I just want to chime in to say that our university has purchased a decent chunk of GMS2 licenses via the educational pricing, and it's working for us.
There's points to be made on both sides, of course. The university where I work has a very prominent undergraduate gaming program, and we use Unity and Unreal the most when we use an engine, but we don't actually use engines a lot... Students doing projects on VR experience, or UX stuff like "how does a character's walking 'bounce' affect their immersion in a game," or mucking around with some kind of shader for a novel use will pop into an engine. In other words, students use engines when the "real" course work involves a specific angle to study, and needs a basic gaming experience tossed together in 1-2 weeks as a platform to do the study, but one dev tool is not the focus of the curriculum. (Heck, when I started working there, Unity didn't even exist)
So, having GameMaker installed in one large computer lab, and having students use that lab has been fine. There's 2 classes that use it to focus on mechanics and game logic, where fancy APIs cloud the issue, and the lab is sufficient for the need. Actually, since students aggregate there when assignments are coming up due, they get a lot of collaborative help that way; added benefit.
I'd *love* to see a free version, of course, so that our students would extend their GameMaker work beyond class, and I could argue that there's a quarter-generation of young people who are entering the marketplace without a serious dependence on GameMaker due to the lack of a free license, which leads to lower adoption when they get real gaming jobs. But realistically, numbers don't suggest that the free GMS1 led to industry dominance, so.......what would have changed?

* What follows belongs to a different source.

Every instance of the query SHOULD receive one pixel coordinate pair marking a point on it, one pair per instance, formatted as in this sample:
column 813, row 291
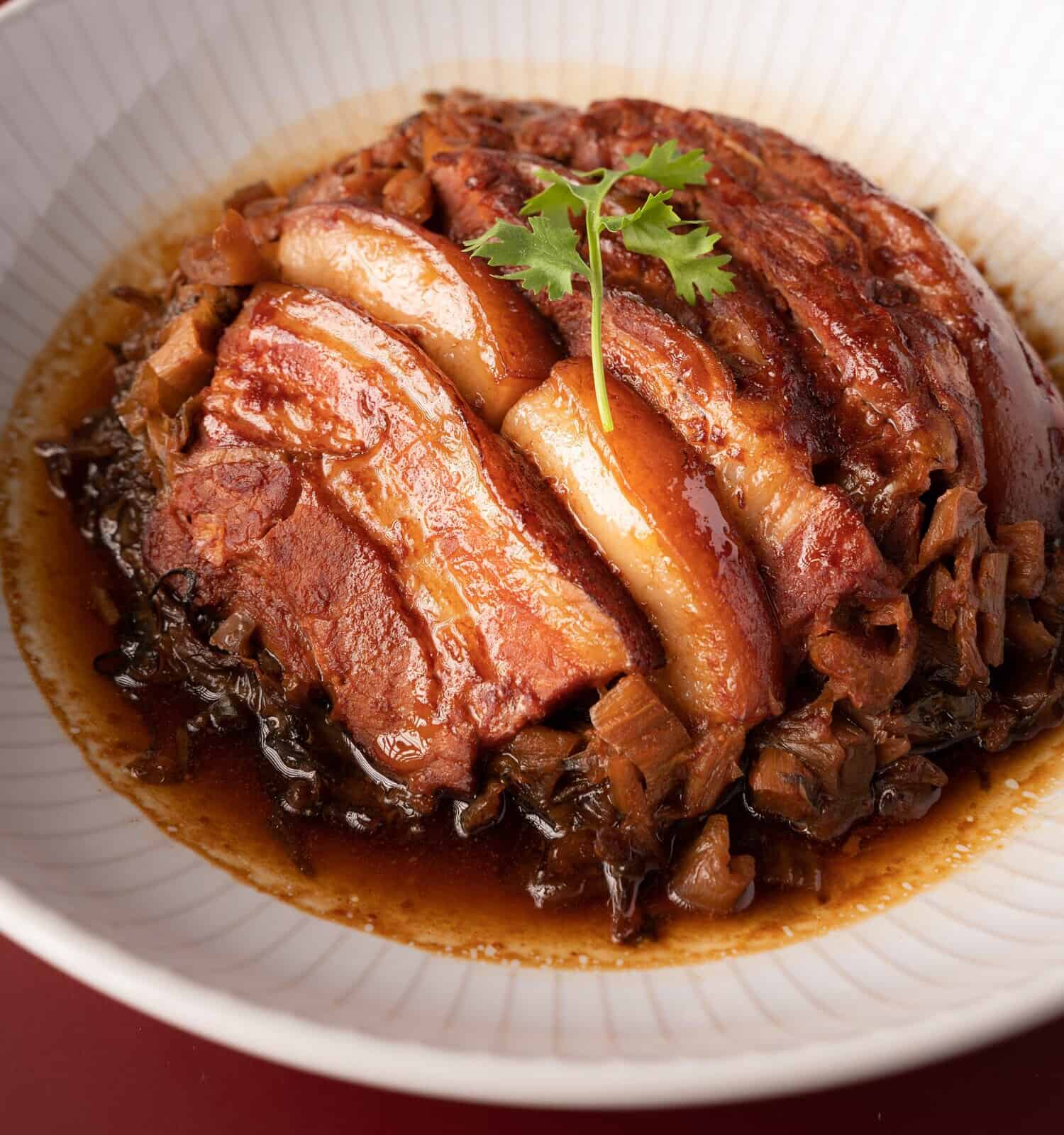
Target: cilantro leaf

GameMaker really just suffers from an image problem. I mean, everyong likes free, right? But people are willing to shell out money if they see themselves getting something that does "enough for what they need" at a lower price than the "Big Expensive Pro Software." Graphics people buy little sprite-making programs on Humble Bundles, for example, and are darned happy that they didn't pay full price to the Adobe Overlords. Then, YYG sells a game making tool, while Unity and Unreal are giving theirs away for free--it puts YYG on the wrong side of popular perception.
I feel like YYG is trying to be something like "a decent set of those little affordable dev tools like you see in Humble Bundles all in one integrated package" and also "a complete environment for rapid game design ideation" rather than being just another IDE that compiles flipped assets and sweet shader tech into games. The combination there is more and different than the free tools but hasn't come into its own market category yet. And we need a lot more Undertale success stories to really make clear the value of the royalty-free license. Shrug Keep on keeping on.